Picture: Tekniska museet
Western Electric #202 desk phone.
Made in the 1930s.
Picture: Mark Mathosian
LM Ericsson’s gilded handset
Gilded table model of ivory, distributed to larger LM Ericsson customers in the 1930s.
Picture: Tekniska museet
Triple Rotary Phone
This phone was in the New York Stock Exchange’s master control panel, circa 1950.
Picture: George Pickow/Three Lions/Getty Images
Drive-in public phone
Built in the 1950s.
Picture: Mark Mathosian
Ericofon
Also known as the “Cobra Phone” the Ericofon was designed in the late 1940s by a design team including Gösta Thames, Ralph Lysell, and Hugo Blomberg. Made by Ericsson Company of Sweden, production began in 1954. It’s in MOMA now.
Picture: Marcin Wichary/Holger.Ellgaard/Wikimedia Coommons
Swedish Bakelite
A red Swedish bakelite phone with unique vertical rotary dialler, 1955.
Picture: Tekniska museet
The Princess Phone
Designed by Henry Dreyfuss and introduced by the Bell System in 1959.
Picture: Mark Mathosian
Aircraft Phone
Another cool Swedish design: telephone embodied in the form of an aircraft, circa 1960.
Picture: Tekniska museet
Rotary Phones At NASA
This is rocket science: director of NASA Wernher von Braun on the phone, 1961.
Picture: Keystone/Getty Images//Joe Haupt
View Phone
1964: A Japanese telephone operator in Tokyo use the new View Phone, made by Toshiba Shibaura Electric Co.
Picture: Keystone/Getty Images
Bakelite, 1968
Classic black bakelite phone from 1968.
Picture: Tekniska museet
Toshiba’s Model 500 View Phone
Here’s the Model 500 being tested at the company’s Tokyo headquarters, 1968.

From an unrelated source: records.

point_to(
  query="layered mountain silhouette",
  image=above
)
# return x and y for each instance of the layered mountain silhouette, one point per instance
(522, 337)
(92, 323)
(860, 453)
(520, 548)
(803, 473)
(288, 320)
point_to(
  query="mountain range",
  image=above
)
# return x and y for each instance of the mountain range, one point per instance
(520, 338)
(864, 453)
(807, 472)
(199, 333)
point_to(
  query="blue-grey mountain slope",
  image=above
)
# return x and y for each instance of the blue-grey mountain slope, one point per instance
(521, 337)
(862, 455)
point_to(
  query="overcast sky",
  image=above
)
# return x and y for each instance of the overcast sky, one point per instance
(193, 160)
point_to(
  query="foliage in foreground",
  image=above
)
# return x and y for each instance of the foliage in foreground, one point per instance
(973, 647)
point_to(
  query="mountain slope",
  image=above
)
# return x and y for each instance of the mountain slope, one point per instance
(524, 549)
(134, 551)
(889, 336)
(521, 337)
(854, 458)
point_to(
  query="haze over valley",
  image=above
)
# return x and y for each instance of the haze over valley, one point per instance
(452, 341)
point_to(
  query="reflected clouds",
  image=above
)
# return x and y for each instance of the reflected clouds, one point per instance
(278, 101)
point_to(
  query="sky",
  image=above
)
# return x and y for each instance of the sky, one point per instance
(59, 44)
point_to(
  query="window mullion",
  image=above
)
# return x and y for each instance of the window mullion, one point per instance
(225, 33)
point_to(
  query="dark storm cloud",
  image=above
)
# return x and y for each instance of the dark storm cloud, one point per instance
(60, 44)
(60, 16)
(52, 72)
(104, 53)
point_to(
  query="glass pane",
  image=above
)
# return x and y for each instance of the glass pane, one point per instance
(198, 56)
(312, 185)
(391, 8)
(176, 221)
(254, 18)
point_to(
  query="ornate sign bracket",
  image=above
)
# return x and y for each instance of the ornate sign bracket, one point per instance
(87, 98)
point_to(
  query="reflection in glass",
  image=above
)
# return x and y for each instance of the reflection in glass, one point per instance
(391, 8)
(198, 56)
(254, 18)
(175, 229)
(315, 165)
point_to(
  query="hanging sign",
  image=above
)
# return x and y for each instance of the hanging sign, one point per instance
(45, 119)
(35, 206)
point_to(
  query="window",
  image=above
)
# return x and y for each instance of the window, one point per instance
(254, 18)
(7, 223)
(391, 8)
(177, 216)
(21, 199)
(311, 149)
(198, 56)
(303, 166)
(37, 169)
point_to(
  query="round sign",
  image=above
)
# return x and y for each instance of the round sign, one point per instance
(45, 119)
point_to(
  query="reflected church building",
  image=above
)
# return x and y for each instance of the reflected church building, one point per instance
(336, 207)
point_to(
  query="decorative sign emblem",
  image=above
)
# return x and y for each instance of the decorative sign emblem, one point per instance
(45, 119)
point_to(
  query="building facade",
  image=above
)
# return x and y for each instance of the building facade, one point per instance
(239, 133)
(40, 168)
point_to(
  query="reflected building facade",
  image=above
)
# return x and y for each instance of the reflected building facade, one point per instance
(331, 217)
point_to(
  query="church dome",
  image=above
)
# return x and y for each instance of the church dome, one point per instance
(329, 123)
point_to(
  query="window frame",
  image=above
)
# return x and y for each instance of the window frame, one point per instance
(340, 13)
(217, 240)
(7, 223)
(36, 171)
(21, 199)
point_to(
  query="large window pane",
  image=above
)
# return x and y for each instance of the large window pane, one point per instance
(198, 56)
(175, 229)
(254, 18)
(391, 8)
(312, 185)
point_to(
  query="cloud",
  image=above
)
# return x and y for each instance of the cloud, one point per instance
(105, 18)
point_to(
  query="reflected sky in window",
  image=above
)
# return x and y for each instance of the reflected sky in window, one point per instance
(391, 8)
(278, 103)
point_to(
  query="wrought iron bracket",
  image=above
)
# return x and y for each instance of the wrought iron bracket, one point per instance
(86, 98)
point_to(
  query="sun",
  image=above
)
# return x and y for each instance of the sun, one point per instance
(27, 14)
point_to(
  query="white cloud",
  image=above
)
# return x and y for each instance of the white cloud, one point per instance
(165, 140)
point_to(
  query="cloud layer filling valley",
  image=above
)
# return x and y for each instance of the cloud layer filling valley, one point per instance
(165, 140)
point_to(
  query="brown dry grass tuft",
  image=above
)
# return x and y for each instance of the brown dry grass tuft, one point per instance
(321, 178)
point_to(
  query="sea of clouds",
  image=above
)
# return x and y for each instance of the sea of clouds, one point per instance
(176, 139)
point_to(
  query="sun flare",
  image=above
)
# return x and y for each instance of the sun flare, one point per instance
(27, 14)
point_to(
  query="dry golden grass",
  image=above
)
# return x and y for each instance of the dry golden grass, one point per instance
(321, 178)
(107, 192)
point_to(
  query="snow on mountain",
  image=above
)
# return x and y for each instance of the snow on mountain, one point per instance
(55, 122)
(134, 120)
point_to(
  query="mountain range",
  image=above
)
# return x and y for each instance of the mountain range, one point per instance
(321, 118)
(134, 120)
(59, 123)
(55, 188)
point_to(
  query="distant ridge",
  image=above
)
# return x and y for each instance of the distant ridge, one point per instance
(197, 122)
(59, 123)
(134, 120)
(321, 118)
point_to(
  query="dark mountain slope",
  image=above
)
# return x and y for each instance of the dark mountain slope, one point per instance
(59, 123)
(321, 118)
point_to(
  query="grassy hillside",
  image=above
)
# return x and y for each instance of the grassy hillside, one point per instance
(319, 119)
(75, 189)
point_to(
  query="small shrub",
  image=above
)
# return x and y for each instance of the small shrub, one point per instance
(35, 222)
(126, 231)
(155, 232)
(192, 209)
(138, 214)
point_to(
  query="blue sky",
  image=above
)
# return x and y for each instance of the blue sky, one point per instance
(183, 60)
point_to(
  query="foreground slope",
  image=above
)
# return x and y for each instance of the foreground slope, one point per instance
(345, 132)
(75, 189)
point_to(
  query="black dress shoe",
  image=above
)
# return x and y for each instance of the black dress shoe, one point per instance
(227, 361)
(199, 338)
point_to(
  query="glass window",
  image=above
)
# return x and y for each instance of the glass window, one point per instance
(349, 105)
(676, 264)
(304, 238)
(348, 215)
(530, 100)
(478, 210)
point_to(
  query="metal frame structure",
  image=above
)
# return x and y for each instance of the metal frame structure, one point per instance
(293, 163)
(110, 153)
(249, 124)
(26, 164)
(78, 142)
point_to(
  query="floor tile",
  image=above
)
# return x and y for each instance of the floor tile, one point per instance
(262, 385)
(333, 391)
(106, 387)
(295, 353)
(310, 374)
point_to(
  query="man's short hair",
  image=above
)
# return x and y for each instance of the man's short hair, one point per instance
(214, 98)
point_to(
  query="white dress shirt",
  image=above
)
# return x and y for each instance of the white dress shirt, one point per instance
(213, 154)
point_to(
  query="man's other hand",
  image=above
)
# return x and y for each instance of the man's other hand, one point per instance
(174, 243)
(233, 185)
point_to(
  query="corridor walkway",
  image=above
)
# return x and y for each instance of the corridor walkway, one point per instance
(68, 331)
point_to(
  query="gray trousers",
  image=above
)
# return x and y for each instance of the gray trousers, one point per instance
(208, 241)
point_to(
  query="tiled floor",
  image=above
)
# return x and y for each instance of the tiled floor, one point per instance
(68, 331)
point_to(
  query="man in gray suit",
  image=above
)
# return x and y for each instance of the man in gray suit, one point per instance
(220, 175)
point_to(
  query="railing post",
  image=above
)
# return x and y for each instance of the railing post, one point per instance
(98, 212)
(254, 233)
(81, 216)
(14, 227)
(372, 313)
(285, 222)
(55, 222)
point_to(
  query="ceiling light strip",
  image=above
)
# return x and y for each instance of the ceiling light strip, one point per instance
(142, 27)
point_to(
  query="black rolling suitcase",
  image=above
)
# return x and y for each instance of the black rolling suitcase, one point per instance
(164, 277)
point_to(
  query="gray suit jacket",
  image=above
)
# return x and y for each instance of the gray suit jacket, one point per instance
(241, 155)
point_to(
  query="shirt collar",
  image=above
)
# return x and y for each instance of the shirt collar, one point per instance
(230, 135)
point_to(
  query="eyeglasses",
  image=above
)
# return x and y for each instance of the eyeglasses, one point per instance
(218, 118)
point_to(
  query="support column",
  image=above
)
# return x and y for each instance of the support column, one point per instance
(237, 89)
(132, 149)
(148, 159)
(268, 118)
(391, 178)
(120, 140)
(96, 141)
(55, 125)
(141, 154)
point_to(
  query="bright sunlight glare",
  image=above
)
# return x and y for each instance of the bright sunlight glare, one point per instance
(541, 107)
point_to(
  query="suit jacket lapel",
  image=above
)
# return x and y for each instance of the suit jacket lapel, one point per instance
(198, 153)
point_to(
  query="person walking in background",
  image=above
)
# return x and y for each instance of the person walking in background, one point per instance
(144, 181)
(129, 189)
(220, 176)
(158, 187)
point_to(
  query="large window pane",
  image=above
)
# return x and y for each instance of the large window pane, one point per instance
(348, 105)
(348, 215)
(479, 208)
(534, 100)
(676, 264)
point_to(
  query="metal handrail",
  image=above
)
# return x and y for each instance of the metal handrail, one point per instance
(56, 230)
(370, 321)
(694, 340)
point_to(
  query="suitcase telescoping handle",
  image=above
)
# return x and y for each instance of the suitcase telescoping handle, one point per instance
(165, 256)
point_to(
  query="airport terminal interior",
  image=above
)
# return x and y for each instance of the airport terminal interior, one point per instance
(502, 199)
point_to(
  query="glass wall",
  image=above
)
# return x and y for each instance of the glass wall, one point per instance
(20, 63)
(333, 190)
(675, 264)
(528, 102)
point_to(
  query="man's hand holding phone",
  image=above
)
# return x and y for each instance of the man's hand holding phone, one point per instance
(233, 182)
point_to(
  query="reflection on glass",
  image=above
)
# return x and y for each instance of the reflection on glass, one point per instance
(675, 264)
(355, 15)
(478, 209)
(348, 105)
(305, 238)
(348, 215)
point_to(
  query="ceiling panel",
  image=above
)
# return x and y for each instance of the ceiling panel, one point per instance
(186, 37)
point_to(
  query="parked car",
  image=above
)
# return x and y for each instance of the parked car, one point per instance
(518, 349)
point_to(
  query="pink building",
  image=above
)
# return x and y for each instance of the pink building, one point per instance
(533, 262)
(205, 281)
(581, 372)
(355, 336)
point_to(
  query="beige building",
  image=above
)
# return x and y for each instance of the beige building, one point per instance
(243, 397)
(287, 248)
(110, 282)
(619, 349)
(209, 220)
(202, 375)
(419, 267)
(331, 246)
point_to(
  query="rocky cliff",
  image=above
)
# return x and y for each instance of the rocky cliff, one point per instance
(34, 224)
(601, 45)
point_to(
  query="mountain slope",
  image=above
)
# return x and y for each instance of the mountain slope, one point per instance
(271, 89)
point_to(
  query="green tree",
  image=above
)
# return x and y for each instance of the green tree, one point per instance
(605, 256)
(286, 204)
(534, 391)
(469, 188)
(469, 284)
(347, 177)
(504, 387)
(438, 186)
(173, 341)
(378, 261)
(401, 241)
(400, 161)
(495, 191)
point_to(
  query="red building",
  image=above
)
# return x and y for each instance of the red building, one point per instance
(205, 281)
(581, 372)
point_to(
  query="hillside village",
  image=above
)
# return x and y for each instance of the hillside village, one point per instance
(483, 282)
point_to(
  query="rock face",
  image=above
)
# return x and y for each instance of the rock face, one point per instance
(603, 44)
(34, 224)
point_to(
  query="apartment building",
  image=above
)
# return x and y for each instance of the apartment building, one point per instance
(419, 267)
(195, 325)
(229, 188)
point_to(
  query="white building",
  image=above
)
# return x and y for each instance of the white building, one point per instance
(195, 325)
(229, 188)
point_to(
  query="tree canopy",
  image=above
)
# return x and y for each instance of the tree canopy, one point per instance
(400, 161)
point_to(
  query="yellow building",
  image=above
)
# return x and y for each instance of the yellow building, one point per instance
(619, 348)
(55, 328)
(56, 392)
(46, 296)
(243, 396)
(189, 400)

Picture: Keystone/Hulton Archive/Getty Images
The Transparent Telehpone
A transparent telephone at an exhibition, ‘This Super-Phonic Age’ produced by London’s Telephone Service at Gamages Store, London, 1969.
Picture: Michael Webb/Keystone/Getty Images
Phone with a dial built into the handset, c1970.
Picture: Theron LaBounty
The Disco Queen
From the collection of the Museum of Communications in Seattle, probably from the ’70s.
Picture: Marcin Wichary
1977 Western Electric Sculptura
The Phone Of The Future
Jeff Booker demonstrating his prize-winning ‘phone of the future’ design, 1982.